O ex-presidente cambojano Khieu Sampan, julgado pelas atrocidades cometidas pelo regime do Khmer Vermelho (1975-79), compareceu pela primeira vez a um tribunal especial da ONU nesta quarta-feira, em Phnom Penh.

AFP |

Khieu Sampan, de 76 anos, acusado de crimes de guerra e crimes contra a humanidade, ouviu impassível a leitura da ata de seu processo pelo juiz.

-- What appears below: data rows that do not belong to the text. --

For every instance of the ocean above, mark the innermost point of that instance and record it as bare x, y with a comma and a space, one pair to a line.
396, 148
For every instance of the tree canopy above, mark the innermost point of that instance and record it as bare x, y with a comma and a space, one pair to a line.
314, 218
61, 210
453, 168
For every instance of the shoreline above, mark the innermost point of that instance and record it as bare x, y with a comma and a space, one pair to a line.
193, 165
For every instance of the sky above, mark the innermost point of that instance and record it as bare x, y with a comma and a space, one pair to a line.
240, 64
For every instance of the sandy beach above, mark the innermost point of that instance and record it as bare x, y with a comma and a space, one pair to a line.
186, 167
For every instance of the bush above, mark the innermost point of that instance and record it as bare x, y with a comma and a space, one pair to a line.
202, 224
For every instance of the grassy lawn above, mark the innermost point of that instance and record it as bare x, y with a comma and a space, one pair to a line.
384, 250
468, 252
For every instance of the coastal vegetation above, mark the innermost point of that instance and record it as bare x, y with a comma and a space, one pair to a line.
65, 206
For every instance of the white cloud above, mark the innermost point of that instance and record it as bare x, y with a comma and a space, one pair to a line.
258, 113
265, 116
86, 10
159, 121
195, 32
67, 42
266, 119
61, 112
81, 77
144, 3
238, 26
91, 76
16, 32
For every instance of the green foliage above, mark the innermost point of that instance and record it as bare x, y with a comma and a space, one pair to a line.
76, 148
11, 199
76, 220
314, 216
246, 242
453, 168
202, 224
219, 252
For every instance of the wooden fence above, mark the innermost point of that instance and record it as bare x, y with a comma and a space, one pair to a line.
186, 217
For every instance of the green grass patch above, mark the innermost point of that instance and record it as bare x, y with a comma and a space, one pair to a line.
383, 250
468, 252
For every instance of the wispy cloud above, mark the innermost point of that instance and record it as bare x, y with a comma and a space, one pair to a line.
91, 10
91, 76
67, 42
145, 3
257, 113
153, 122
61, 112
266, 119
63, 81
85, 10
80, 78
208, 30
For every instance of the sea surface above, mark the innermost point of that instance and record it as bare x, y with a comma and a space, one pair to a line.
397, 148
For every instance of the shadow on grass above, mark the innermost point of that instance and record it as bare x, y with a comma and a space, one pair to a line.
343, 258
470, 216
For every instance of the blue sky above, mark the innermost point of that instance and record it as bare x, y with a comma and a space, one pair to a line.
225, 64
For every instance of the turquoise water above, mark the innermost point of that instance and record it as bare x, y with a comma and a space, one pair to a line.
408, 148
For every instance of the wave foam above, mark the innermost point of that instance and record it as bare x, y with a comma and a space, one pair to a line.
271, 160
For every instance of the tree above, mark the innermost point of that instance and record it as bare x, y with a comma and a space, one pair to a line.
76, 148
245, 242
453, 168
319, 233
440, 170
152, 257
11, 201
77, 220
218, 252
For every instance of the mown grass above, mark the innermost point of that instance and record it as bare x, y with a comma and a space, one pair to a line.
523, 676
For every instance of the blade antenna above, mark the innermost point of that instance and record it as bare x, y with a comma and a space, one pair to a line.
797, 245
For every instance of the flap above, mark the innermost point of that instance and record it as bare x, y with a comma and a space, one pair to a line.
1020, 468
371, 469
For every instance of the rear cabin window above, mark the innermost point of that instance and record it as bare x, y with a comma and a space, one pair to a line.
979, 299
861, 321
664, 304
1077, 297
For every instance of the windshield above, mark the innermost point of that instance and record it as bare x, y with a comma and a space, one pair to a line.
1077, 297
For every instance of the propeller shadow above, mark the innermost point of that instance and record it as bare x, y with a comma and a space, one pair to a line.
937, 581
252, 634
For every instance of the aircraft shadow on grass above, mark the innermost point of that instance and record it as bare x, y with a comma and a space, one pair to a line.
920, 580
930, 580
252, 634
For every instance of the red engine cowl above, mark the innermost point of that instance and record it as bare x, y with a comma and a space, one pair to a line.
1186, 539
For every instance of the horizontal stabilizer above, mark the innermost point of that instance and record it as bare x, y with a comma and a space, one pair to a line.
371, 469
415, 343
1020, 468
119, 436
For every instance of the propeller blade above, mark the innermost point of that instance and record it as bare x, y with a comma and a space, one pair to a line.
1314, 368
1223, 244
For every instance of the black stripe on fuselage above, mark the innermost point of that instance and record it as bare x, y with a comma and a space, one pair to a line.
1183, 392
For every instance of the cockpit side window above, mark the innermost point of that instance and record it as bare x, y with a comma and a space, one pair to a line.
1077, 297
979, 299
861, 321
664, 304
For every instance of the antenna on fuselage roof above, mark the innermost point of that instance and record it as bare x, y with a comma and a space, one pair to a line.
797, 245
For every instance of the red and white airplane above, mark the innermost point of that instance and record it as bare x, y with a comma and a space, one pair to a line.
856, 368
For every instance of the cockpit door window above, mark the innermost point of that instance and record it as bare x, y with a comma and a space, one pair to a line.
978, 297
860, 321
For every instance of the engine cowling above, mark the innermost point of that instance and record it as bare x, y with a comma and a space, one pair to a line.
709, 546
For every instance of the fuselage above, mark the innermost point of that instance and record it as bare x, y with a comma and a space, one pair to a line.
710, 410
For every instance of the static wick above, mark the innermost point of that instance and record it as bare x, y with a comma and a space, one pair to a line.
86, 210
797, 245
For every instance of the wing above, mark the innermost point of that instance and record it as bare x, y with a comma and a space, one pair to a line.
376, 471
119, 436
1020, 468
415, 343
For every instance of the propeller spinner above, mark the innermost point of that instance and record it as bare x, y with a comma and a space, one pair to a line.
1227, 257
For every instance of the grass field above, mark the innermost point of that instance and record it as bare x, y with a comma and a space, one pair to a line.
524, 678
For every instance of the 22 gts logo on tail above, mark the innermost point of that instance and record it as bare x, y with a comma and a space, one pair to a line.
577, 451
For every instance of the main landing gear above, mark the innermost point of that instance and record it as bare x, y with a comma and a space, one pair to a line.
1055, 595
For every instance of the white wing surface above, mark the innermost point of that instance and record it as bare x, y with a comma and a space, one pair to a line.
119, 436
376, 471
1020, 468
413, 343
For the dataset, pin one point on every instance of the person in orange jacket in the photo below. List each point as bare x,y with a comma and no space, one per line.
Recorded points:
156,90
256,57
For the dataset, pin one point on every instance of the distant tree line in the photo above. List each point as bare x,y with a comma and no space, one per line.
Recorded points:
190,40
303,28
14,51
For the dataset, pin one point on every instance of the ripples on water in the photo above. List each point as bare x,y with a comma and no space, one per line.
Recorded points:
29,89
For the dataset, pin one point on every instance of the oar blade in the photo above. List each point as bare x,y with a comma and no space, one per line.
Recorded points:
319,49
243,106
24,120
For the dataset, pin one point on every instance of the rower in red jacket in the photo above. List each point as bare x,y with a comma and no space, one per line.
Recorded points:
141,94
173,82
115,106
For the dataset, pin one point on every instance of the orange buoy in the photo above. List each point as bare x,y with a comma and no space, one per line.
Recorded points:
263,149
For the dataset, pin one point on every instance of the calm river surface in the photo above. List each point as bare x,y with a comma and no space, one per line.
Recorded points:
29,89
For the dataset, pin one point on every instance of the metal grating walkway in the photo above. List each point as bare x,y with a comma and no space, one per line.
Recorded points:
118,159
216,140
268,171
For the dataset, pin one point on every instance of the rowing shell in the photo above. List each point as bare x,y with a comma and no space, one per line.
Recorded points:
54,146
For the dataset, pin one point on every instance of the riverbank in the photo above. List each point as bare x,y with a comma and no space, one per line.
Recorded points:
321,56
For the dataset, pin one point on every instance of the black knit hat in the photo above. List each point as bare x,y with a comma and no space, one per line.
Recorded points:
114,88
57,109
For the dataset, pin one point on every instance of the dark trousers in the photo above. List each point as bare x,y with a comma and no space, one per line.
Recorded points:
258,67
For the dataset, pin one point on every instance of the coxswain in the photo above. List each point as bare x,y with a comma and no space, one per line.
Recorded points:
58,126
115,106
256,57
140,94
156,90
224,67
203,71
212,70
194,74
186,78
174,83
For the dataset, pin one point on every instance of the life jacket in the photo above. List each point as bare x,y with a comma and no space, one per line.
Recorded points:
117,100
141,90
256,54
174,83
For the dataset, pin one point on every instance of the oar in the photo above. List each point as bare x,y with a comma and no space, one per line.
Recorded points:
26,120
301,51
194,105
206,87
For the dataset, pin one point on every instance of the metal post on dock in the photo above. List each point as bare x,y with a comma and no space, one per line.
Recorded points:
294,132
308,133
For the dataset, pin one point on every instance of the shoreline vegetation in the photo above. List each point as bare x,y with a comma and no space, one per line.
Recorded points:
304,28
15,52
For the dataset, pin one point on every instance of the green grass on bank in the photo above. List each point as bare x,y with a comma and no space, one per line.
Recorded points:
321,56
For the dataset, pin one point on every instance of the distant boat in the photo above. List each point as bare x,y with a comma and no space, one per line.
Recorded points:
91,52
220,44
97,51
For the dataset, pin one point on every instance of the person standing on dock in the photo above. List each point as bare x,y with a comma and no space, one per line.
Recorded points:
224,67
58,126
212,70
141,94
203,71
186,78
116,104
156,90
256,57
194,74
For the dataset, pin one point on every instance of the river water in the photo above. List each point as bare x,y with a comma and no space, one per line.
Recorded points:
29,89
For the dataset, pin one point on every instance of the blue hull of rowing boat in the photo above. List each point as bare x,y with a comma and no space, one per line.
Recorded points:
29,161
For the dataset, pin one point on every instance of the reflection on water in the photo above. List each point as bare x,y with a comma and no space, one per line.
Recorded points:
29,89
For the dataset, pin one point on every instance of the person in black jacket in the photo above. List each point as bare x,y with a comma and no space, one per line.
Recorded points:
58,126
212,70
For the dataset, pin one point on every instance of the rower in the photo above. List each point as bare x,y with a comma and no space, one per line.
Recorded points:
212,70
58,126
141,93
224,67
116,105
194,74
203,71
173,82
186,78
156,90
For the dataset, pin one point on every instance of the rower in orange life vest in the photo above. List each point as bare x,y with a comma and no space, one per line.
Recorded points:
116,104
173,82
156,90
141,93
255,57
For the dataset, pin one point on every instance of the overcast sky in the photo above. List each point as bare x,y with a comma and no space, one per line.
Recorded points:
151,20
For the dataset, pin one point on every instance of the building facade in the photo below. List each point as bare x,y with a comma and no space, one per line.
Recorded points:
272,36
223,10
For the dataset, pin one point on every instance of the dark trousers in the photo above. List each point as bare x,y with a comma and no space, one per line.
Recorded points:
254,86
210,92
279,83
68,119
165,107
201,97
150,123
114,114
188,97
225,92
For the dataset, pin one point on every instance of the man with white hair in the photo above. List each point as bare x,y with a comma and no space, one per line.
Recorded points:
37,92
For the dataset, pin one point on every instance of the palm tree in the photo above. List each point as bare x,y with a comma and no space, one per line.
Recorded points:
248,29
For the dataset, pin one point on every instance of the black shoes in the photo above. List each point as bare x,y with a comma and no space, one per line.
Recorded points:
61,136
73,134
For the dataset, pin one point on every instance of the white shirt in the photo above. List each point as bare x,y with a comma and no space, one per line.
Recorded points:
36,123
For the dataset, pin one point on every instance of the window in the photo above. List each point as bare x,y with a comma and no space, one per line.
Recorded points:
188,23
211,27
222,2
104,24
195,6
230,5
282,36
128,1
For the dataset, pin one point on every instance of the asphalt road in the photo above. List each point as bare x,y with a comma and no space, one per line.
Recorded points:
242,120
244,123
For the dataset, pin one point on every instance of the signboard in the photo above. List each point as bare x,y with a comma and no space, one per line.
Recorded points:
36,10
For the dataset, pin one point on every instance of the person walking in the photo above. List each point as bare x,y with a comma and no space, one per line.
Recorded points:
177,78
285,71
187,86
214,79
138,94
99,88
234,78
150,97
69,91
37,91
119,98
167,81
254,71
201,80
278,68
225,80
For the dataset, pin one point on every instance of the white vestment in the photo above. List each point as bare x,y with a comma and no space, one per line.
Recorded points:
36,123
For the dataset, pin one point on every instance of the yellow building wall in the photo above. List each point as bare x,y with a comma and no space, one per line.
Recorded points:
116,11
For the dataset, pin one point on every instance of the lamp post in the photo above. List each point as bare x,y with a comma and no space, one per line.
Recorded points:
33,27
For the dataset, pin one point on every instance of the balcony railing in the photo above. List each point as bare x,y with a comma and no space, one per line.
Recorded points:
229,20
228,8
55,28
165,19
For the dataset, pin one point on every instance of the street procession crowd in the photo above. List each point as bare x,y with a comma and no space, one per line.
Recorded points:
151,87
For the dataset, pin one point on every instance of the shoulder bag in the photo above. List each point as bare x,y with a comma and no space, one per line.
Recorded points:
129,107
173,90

A audiência prosseguiu a portas fechadas.

Khieu Sampan é defendido por um advogado cambojano e pelo francês Jacques Vergés, que teve, entre seus clientes, o terrorista venezuelano Carlos, o Chacal, e o criminoso de guerra nazista Klaus Barbie.

Vergés e Khieu Sampan, que, quando jovem, estudou na França, se conheceram em Paris, nos anos 50, como simpatizantes marxistas do movimento anticolonialista.

Ao ser preso, Khieu Sampan negou responsabilidade nos fatos a ele atribuídos, alegando que suas funções à frente do Estado não constituem provas de culpa.

Dois milhões de cambojanos morreram sob o regime khmer que, em nome de uma ideologia que misturava maoísmo e nacionalismo, semeou o terror há 30 anos no Camboja, impondo trabalhos forçados e eliminando sistematicamente qualquer tipo de oposição.